Ogni tanto si parla anche di cinema di genere, ed è qui che La città proibita fa bottino di premi tecnici: a Paolo Carnera per la fotografia, ad Andrea Castorina e Marco Martucci per la scenografia, infine a Stefano Leoni e Andrea Lo Priore per gli effetti visivi.

Matilda De Angelis è miglior protagonista per Fuori di Mario Martone, che vedeva anche Valeria Golino candidata come protagonista nel ruolo di Goliarda Sapienza; Lino Musella è invece miglior non protagonista per Nonostante, dramma sovrannaturale di Valerio Mastandrea.

Omar Rammal vede il suo Everyday in Gaza premiato come miglior cortometraggio, mentre per il miglior film internazionale vince il già premio Oscar Una battaglia dopo l’altra di Paul Thomas Anderson, che batte candidati eccellenti come La voce di Hind Rajab di Kaouther Ben Hania. La sezione documentaria premia Roberto Rossellini, più di una vita, di Ilaria De Laurentiis, Andrea Paolo Massara e Raffaele Brunetti.

Premi speciali poi a Gianni Amelio (alla carriera) – che la butta sul ridere e finge di aver capito “alla corriera” – a Ornella Muti, a Bruno Bozzetto (che neanche pensava di aver fatto cinema perché troppo impegnato a farlo) e a Vittorio Storaro, chiaramente senza più l’età e lo spazio in mensola per curarsi di dove piazzarlo.

Chiudono i premi per le rivelazioni italiane a Vincenzo Crea, Emanuele Maria Di Stefano, Gianmarco Franchini, Giulia Maenza, Ludovica Nastie Alma Noce.

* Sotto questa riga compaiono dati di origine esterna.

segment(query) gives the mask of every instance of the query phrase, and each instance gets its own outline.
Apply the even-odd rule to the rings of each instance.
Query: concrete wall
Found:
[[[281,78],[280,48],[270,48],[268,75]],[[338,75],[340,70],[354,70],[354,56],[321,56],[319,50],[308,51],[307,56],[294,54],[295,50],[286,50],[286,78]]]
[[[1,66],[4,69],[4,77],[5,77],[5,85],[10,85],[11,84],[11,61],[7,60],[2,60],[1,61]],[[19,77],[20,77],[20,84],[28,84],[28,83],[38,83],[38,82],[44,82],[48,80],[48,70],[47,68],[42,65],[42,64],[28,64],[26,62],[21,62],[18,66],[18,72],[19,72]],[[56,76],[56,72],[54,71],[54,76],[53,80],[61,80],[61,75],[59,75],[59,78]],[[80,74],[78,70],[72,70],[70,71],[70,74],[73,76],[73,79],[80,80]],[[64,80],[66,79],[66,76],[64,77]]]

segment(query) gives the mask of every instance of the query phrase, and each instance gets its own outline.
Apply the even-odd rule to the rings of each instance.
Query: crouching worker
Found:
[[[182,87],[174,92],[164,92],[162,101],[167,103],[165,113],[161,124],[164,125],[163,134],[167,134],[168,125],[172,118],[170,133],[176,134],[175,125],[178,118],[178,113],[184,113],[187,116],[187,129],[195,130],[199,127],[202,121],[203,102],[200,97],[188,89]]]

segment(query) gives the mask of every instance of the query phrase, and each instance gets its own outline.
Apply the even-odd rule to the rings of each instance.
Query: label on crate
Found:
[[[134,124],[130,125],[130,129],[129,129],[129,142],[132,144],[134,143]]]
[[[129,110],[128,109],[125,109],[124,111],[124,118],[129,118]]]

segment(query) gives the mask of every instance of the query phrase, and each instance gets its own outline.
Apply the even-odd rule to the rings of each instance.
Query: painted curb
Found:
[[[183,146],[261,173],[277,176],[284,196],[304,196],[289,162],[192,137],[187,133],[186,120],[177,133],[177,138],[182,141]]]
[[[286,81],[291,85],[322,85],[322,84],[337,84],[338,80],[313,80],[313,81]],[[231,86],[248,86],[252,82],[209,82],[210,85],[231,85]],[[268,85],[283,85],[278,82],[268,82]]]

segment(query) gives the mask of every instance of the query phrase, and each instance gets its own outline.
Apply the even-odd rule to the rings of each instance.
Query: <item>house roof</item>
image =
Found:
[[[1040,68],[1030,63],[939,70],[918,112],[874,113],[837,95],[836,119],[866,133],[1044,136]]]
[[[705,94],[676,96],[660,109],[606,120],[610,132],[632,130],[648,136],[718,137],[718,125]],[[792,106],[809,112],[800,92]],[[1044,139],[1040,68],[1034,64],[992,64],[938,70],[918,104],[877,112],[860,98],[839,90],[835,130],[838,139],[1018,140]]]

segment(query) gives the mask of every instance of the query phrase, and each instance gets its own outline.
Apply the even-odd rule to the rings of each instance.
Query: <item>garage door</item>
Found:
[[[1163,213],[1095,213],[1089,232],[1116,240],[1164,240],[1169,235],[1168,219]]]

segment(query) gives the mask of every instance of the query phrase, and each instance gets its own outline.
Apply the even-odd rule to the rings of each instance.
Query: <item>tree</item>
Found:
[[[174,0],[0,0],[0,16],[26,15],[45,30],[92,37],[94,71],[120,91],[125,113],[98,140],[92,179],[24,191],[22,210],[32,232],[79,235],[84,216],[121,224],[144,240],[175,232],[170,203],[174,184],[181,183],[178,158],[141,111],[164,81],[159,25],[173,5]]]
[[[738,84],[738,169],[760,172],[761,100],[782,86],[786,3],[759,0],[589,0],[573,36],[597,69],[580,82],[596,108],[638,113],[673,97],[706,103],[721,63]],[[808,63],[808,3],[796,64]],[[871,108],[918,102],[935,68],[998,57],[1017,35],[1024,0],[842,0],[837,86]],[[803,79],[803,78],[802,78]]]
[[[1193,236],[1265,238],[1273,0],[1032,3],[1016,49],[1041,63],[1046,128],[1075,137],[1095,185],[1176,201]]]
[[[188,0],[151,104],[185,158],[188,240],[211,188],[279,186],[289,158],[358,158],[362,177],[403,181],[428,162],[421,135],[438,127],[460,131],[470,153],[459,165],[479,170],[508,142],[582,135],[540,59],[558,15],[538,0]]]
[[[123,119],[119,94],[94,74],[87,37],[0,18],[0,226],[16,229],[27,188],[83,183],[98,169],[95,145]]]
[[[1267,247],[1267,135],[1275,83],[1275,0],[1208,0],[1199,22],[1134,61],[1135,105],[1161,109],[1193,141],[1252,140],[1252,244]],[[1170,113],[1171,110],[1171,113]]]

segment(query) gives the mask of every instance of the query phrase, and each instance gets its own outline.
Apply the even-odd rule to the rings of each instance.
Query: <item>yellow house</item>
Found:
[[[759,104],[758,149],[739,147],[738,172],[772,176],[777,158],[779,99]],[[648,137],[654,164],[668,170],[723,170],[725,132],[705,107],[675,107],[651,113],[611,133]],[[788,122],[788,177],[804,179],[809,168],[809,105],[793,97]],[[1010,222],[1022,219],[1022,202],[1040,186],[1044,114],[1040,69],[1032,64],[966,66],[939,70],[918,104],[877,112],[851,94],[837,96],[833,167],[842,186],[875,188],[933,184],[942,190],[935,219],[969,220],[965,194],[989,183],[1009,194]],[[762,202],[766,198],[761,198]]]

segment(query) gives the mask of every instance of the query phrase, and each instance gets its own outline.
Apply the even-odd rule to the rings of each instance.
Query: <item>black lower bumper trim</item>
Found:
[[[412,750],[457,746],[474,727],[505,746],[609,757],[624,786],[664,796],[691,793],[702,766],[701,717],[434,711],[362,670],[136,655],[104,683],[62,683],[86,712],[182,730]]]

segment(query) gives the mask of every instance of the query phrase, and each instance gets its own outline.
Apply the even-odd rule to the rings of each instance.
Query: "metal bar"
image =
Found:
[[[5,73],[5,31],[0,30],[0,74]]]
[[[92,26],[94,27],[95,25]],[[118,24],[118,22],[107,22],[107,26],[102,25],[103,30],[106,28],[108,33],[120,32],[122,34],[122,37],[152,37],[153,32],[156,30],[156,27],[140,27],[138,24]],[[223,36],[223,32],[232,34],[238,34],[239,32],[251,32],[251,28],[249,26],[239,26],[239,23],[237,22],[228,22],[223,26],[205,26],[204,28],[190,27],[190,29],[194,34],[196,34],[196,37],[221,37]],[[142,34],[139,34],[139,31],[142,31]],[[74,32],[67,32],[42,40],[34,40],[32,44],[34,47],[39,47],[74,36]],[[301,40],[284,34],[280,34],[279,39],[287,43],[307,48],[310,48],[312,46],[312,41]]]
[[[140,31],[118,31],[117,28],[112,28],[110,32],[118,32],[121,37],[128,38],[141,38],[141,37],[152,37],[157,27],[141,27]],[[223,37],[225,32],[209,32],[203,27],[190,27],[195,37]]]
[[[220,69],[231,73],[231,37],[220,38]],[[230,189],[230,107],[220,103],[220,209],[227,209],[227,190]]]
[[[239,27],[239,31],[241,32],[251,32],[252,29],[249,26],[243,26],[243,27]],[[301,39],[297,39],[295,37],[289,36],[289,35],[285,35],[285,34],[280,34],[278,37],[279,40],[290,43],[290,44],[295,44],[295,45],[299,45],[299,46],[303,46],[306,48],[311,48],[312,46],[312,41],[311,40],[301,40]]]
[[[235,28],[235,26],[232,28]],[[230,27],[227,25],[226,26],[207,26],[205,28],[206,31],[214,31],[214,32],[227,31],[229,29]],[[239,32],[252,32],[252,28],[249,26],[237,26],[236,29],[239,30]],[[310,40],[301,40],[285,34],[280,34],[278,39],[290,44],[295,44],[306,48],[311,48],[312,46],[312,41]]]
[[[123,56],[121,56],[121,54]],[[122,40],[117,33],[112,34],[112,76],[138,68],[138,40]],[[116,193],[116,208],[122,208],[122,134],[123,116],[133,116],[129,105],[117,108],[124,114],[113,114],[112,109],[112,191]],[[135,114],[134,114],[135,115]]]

Ci sarebbe poi una scena parallela, di quelle che non vanno in lista su RaiPlay: mentre dentro si applaude, fuori si protesta. Il presidio dei lavoratori del cinema – le famose maestranze – fa rumore fuori della sala, e dentro l’unica che pare essersene accorta è Matilda De Angelis.

Nella città di pianura del nostro cinema, la serata si chiude nell’ombra: quella del Mefistofele di turno, quel Buen camino con cui Gennaro Nunziante e Checco Zalone hanno messo oltre nove milioni di terga in sala, e a cui l’Accademia conferisce il David dello spettatore. Nunziante ringrazia il pubblico perché chiaramente non c’è nessun altro da ringraziare, e nient’altro potrebbe dirci di più.